Al respecto en “Pancartas sin Carne” se señala “la hipocresía en la arenga de las libertades cuando se sabe que el otro no puede practicarla de inmediato y corre ciertos riesgos”.

Sin embargo, a diferencia del autor, considero que animar, invitar a denunciar a las mujeres víctimas de violencia sin que existan las redes de contención que garanticen su seguridad no es hipócrita, sino que es irresponsable.

En un contexto en el que el sistema de protección de víctimas de violencia doméstica es deficitario, con un entramado misógino entre los operadores policiales y judiciales, denunciar puede ser una trampa mortal para una mujer que ya ha vivido un contexto adverso y sufre distintos tipos de exclusiones.

Sucede lo mismo con otras formas de violencia que desde la acción política de distintas organizaciones se invita a denunciar. Ante los casos de explotación sexual de niños, niñas y adolescentes, con la rabia entre los dientes es necesario detenernos y ponderar a qué se enfrentan las adolescentes que denuncian: ¿cómo sostiene una adolescentes víctima de violencia sexual su denuncia ante el poder económico o político de los agresores? Cuando no se activan los mecanismos necesarios sucede lo que le sucedió a la joven que murió misteriosamente electrocutada en su casa después de haber denunciado que en la Casita del Parque en Paysandú se practicaba la explotación sexual de menores. ¿Cómo empoderamos a las víctimas con desenlaces así?

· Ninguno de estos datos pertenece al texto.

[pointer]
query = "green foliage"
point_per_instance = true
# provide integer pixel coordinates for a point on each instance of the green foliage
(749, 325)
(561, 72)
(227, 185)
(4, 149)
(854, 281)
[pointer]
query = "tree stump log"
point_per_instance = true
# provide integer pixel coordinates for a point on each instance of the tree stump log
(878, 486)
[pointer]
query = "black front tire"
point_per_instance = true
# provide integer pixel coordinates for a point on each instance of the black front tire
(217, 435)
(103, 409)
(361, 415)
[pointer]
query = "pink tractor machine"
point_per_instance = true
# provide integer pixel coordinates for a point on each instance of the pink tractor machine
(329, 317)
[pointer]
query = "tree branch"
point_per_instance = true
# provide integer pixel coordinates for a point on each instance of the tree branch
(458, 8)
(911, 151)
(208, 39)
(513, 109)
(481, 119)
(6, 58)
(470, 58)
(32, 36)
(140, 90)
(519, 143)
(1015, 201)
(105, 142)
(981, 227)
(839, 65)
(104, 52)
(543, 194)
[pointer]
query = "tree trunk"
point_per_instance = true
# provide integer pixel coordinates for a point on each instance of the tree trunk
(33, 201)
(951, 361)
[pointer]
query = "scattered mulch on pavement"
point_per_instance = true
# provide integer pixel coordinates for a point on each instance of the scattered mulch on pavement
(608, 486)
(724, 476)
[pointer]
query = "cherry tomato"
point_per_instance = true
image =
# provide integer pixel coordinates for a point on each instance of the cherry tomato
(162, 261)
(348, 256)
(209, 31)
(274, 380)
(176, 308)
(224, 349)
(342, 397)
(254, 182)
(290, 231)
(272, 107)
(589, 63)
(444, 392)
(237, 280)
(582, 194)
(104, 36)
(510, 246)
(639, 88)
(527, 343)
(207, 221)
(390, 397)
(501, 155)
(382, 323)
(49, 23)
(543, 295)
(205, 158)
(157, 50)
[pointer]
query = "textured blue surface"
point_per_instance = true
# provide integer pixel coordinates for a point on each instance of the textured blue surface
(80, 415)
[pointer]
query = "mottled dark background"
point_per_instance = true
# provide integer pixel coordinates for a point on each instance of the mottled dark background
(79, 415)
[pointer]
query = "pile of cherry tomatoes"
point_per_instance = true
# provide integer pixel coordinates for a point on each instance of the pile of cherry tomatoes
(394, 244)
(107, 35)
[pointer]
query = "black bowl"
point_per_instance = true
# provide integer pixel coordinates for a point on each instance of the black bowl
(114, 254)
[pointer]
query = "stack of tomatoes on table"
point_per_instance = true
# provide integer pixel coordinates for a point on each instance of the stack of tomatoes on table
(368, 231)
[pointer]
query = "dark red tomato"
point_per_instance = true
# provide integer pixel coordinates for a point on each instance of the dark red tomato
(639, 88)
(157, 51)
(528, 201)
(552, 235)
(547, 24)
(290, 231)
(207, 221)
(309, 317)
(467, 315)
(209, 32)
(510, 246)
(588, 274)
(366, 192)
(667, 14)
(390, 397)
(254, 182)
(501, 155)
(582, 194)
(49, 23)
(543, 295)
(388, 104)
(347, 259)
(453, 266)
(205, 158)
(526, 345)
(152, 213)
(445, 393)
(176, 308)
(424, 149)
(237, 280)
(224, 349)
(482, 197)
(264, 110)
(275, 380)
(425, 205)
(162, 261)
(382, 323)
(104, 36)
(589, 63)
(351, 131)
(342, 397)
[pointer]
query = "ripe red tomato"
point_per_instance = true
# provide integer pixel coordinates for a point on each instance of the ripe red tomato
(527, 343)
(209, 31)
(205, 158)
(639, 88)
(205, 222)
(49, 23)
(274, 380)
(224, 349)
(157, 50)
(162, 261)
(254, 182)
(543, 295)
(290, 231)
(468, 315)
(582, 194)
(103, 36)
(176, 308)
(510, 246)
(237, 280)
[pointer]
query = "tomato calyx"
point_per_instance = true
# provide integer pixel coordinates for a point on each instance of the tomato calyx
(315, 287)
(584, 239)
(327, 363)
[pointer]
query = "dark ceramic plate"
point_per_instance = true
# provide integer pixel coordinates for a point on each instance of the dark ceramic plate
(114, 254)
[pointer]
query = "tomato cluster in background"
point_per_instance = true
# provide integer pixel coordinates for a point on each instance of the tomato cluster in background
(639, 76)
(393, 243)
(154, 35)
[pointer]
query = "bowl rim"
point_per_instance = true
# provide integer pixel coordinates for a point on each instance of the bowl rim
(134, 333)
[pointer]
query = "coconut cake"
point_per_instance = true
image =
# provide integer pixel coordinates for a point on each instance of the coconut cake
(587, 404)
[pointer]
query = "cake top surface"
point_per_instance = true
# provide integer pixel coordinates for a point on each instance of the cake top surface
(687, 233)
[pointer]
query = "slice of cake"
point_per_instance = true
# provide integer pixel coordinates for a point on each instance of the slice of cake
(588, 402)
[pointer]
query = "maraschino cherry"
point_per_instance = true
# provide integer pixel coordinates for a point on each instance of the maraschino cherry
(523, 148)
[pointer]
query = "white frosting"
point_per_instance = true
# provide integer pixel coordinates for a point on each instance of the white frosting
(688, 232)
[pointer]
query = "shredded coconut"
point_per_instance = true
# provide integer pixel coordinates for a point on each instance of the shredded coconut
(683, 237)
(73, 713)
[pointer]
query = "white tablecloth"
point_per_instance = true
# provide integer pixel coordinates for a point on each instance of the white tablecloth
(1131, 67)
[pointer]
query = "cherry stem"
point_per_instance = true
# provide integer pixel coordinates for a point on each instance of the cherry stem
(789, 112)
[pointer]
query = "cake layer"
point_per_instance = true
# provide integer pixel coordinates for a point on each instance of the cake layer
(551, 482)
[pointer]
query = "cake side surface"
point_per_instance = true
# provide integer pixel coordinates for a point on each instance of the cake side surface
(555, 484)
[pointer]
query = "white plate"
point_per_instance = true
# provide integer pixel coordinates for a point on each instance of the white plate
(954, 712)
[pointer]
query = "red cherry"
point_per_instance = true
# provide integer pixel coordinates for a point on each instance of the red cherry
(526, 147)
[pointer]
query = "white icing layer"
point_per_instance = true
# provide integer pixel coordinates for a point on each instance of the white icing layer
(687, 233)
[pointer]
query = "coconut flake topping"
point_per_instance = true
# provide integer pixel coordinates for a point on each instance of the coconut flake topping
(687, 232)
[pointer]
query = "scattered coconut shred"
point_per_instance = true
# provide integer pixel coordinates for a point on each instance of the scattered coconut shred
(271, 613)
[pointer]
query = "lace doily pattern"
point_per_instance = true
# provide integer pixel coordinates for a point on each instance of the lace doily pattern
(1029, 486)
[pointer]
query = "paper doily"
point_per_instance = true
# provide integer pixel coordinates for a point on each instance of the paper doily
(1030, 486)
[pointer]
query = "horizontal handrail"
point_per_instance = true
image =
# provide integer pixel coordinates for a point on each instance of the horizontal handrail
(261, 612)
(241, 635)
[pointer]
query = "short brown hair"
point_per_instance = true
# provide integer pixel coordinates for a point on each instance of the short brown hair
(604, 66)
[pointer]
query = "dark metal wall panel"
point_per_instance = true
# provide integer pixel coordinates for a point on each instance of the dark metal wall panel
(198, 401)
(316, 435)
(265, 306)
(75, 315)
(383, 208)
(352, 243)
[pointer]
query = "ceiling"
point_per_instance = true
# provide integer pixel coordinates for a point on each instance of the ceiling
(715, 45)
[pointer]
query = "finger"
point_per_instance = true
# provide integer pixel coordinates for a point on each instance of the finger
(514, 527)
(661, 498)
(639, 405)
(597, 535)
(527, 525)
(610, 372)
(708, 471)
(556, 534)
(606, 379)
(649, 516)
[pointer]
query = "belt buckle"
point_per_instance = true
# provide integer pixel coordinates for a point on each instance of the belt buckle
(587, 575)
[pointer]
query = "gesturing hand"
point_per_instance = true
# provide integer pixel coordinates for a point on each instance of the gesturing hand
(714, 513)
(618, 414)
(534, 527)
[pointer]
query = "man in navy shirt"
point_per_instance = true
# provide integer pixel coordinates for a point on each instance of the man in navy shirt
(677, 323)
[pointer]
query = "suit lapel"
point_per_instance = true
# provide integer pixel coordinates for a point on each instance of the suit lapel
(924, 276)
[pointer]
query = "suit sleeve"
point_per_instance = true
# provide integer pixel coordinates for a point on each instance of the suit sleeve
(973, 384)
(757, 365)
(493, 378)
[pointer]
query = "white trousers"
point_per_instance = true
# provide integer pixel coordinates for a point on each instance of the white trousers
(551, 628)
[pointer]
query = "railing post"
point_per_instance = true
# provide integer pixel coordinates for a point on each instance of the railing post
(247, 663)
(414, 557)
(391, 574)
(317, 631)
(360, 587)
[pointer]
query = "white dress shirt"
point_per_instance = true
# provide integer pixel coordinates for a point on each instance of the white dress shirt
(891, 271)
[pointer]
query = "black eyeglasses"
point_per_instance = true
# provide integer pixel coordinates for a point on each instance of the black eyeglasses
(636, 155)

¿Desde qué lugar nos colocamos cuando incitamos a las trabajadoras domésticas migrantes que trabajan en condiciones de explotación laboral en mansiones de Punta del Este a que denuncien? ¿Para quedarse sin empleo, sin vivienda, sin redes de contención, para ser estereotipadas en virtud de su origen nacional?

El compendio de derechos por sí mismo no es garantía de nada, de hecho puede oprimir a personas en situación de vulnerabilidad, cuando no se puede sostener una denuncia en un contexto de franca desigualdad frente a sus opresores.

En nombre de la causa, nuestra causa, muchas víctimas han quedado en el camino, expuestas, y no siempre el Estado ni la sociedad civil organizada han tenido los recursos para sostener lo que en la retórica del lenguaje de derechos nos hace sentir el pecho caliente; para cambiar el mundo necesitamos mucho más que reivindicaciones panfletarias: se necesitan sistemas de protección de víctimas que logren sostener estos procesos, no sólo para reducir daños, sino para no perpetuar la impunidad.

Quien afirma que las mujeres podemos denunciar el poder patriarcal, arrinconarlo, desmembrarlo, como sea y cuando sea, miente. Ocurre en el caso de valientes mujeres en todo el mundo que levantan la voz. Las estrategias a desarrollar por cualquier movimiento implican trazar líneas que nos permitan no morir en el intento, ni colocar a otras en situaciones de mayor peligro. Muchas de nosotras no queremos más redentoras crucificadas. No es lo mismo temeridad que valentía. Nos necesitamos vivas. No hay fórmulas estáticas para la emancipación y la diversidad de estrategias de los movimientos sociales.

Recorrer las calles, disputar los territorios mediante la politización del cuerpo es un camino; apostar a la incidencia, al diálogo, a la reflexión, a la fisura de los lugares comunes es otro.

Cada uno elegirá sus espacios, sus trincheras, pero tenemos que respetarnos. Estoy convencida de que el feminismo es un movimiento político ambicioso, cuestionador e incómodo. Pero como feministas nos falta discutir más y aceptar las diferencias. No necesitamos otro proyecto puramente defensivo, monolítico, autorreferencial y estático. Depende de todas, y de los compañeros también.